As a major industrial trading partner in its own right, GE also has been staking out a formidable position in the exchange market. The company has over 100,000 trading partners in 58 countries, executing one billion annual transactions representing $1 trillion in goods and services.

"We stand between the buyers and sellers in electronic transactions," said Seegers. "I'm going to be in business for a long time serving as the sheriff, providing intermediation between business communities."

However, the business of intermediation is a fast-moving target, especially in B2B e-commerce.

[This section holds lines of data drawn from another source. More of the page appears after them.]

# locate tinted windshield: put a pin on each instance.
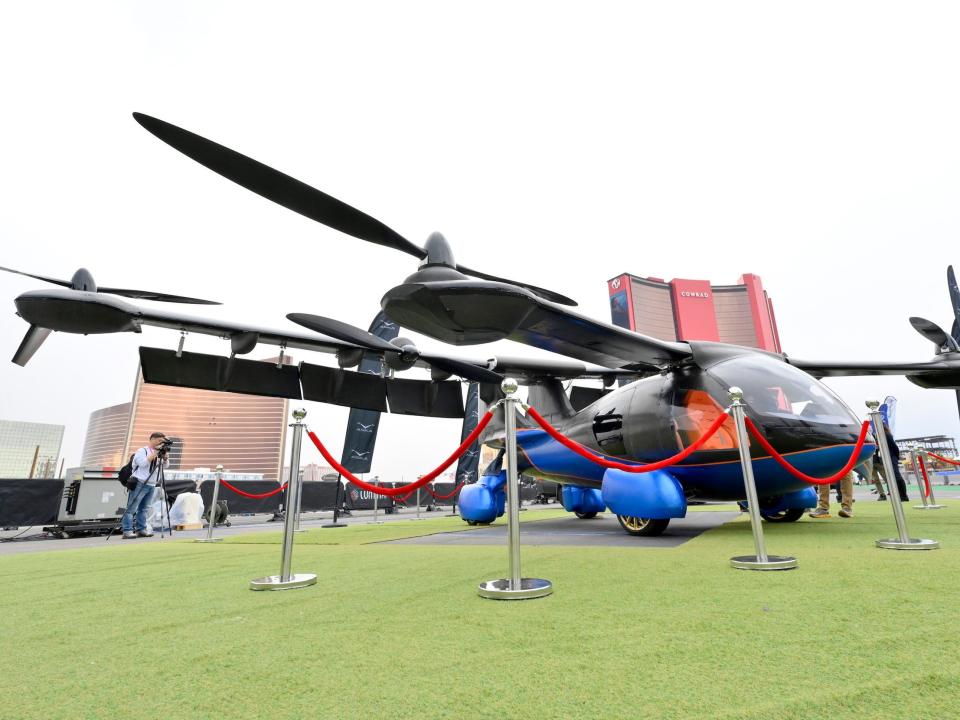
(774, 389)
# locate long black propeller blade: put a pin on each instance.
(278, 187)
(954, 302)
(54, 281)
(933, 332)
(158, 297)
(300, 197)
(28, 346)
(349, 333)
(82, 280)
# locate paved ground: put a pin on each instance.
(603, 530)
(35, 540)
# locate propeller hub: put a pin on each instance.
(83, 280)
(438, 252)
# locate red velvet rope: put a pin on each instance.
(444, 497)
(803, 476)
(406, 497)
(589, 455)
(941, 457)
(405, 489)
(260, 496)
(926, 480)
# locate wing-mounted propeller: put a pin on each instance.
(935, 334)
(436, 256)
(399, 354)
(50, 308)
(82, 280)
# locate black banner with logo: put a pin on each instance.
(469, 462)
(361, 436)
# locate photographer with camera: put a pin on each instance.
(147, 464)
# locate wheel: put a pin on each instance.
(791, 515)
(643, 527)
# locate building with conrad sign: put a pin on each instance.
(244, 433)
(741, 314)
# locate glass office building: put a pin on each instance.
(29, 449)
(106, 438)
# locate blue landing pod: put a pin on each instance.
(656, 495)
(581, 500)
(483, 502)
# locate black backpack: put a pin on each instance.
(125, 475)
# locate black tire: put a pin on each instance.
(791, 515)
(642, 527)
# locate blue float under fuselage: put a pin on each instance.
(701, 475)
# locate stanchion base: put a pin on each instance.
(273, 582)
(910, 544)
(529, 588)
(773, 562)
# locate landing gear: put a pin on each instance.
(790, 515)
(643, 527)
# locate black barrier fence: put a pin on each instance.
(29, 502)
(37, 502)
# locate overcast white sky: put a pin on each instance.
(816, 145)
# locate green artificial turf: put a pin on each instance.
(168, 629)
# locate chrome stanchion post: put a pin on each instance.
(904, 541)
(760, 561)
(919, 478)
(287, 580)
(931, 502)
(515, 587)
(296, 517)
(213, 508)
(376, 500)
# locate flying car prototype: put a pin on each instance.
(657, 397)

Emerging standards might change everything yet again, according to some industry participants.

It all starts with XML (eXtensible Markup Language). "The world is converging in agreement that XML is the universal format for representing data," said Chris Atkinson, vice president at Microsoft's .NET enterprise solutions group.

Now, the software industry has started to promote XML-based standards that work across industries. Buyers and sellers adopting the latest generation of Web services technology will be able to find each other using UDDI (Universal Description, Discovery and Integration); discover their respective capabilities using WSDL (Web Services Description Language); and exchange information between disparate applications without extensive custom integration, using SOAP (Simple Object Access Protocol). With that kind of functionality, who needs exchanges?

"There's a core set of new Internet standards that will essentially transform the Internet from solar systems to a constellation of stars," said Atkinson. "The software industry, absolutely, is at an inflection point."

Still, no matter how the B2B exchange evolves in various industries, there's a trend toward open access to numerous financial institutions.

"You have to have an open model," said Citibank's Bermudez. "You won't have any one bank, regardless of how global or how large, being able to provide exclusive service to an exchange."